The Principality of Galilee was the first target of Saladin's anticipated invasion. In the morning of 2 July, he laid siege to Tiberias. Eschiva sent a messenger on horseback to Sepphoris to inform the king, the count, and the barons that the Muslims were about to storm the town; the town indeed fell by noon, forcing Eschiva and her subjects to retreat into the citadel. The messenger arrived to Sepphoris in the evening. The men there could not agree on whether they should attack the Muslims to lift the siege. Raymond counselled against intervention, trusting in the fortification and garrison of Tiberias. He was condemned by his peers as an unchivalrous coward for risking the lives of his wife and her household. Eschiva's sons were anxious to rescue their mother. King Guy, advised by the master of the Knights Templar, Gerard of Ridefort, decided to head towards Tiberias to face the Muslims. This decision proved disastrous for them: on 4 July, the Christian army was destroyed at the battle of Hattin.
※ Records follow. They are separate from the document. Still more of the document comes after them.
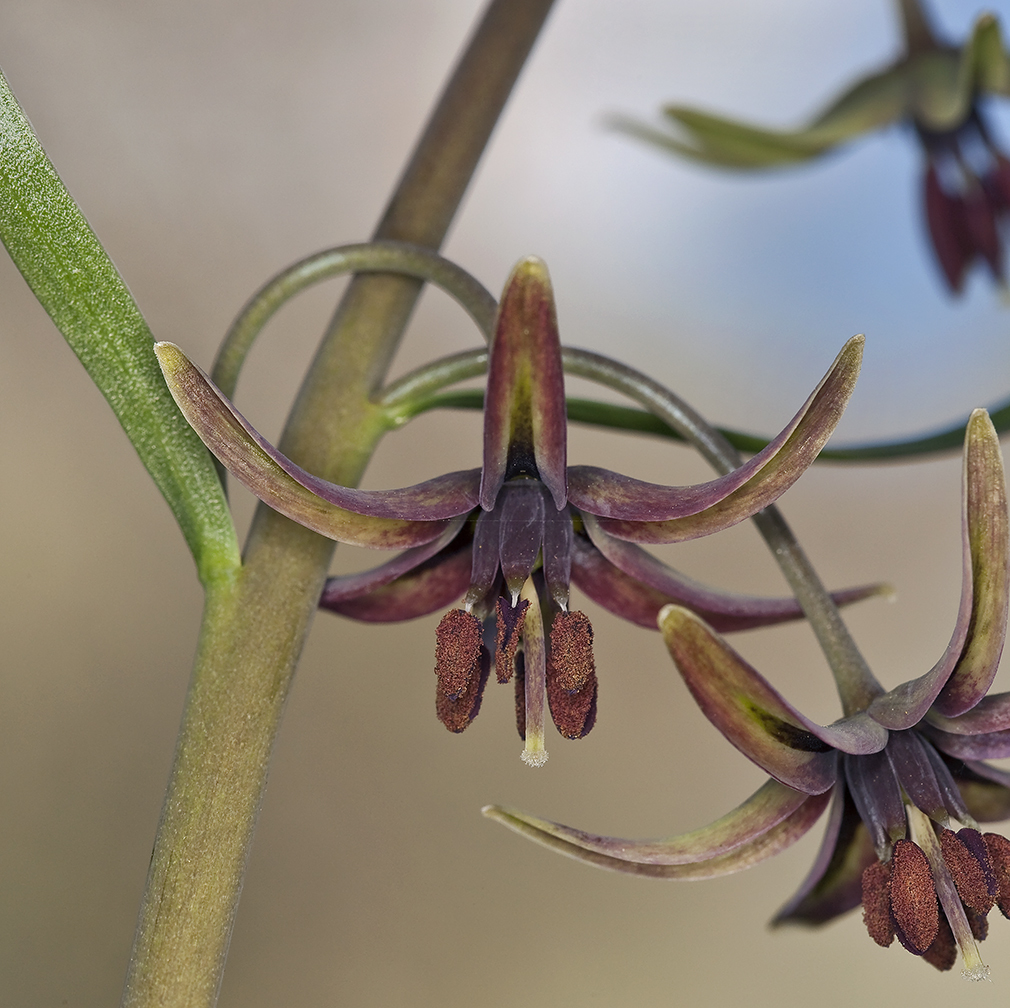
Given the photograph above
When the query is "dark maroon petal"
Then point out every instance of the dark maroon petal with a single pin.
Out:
(524, 412)
(998, 183)
(991, 713)
(878, 798)
(988, 544)
(993, 745)
(770, 807)
(752, 715)
(975, 842)
(950, 793)
(833, 885)
(352, 586)
(646, 512)
(914, 772)
(558, 545)
(520, 509)
(980, 218)
(967, 872)
(642, 584)
(766, 844)
(985, 790)
(999, 857)
(430, 586)
(947, 229)
(966, 671)
(389, 519)
(486, 560)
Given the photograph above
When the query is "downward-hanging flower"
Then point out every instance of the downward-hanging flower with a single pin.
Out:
(935, 87)
(511, 536)
(903, 768)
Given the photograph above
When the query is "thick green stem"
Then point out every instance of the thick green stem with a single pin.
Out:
(256, 626)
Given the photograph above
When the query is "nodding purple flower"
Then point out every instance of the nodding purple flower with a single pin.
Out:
(511, 537)
(967, 196)
(938, 90)
(903, 771)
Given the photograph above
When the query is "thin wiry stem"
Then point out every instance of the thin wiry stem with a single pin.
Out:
(371, 257)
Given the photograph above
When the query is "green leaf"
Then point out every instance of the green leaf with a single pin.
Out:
(992, 66)
(870, 104)
(69, 271)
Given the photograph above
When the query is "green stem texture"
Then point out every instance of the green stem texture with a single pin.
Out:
(254, 632)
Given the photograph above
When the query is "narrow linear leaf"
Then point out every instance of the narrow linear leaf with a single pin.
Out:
(76, 282)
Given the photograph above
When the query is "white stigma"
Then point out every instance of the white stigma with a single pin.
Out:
(977, 973)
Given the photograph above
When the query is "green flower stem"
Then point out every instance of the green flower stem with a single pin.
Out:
(254, 633)
(414, 393)
(856, 684)
(373, 257)
(640, 421)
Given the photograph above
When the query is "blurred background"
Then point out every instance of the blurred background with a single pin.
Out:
(212, 142)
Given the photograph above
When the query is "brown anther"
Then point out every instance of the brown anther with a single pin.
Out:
(942, 953)
(967, 873)
(999, 854)
(458, 652)
(913, 898)
(456, 712)
(571, 660)
(573, 711)
(877, 902)
(520, 695)
(510, 623)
Believing that her husband and sons were killed, Eschiva started negotiating terms of surrender with Saladin. She offered to surrender the citadel of Tiberias to Saladin in return for a safe conduct to Tripoli "for herself, her children, her followers and her possessions". Lewis argues that these children could not have been her four adult sons but either daughters or undocumented younger sons by Walter. Saladin granted this, and Eschiva surrendered Tiberias on 5 July. According to Baha ad-Din ibn Shaddad, 4,000 people left Tiberias with Eschiva. As it turned out, Raymond had survived by fleeing the battlefield. One of Eschiva's sons was captured, but others fled with Raymond. The couple reunited either in Tyre or in Tripoli. Raymond died there in late summer, likely in September. By that time, the kingdom had been lost. Eschiva disappears from historical record in 1187.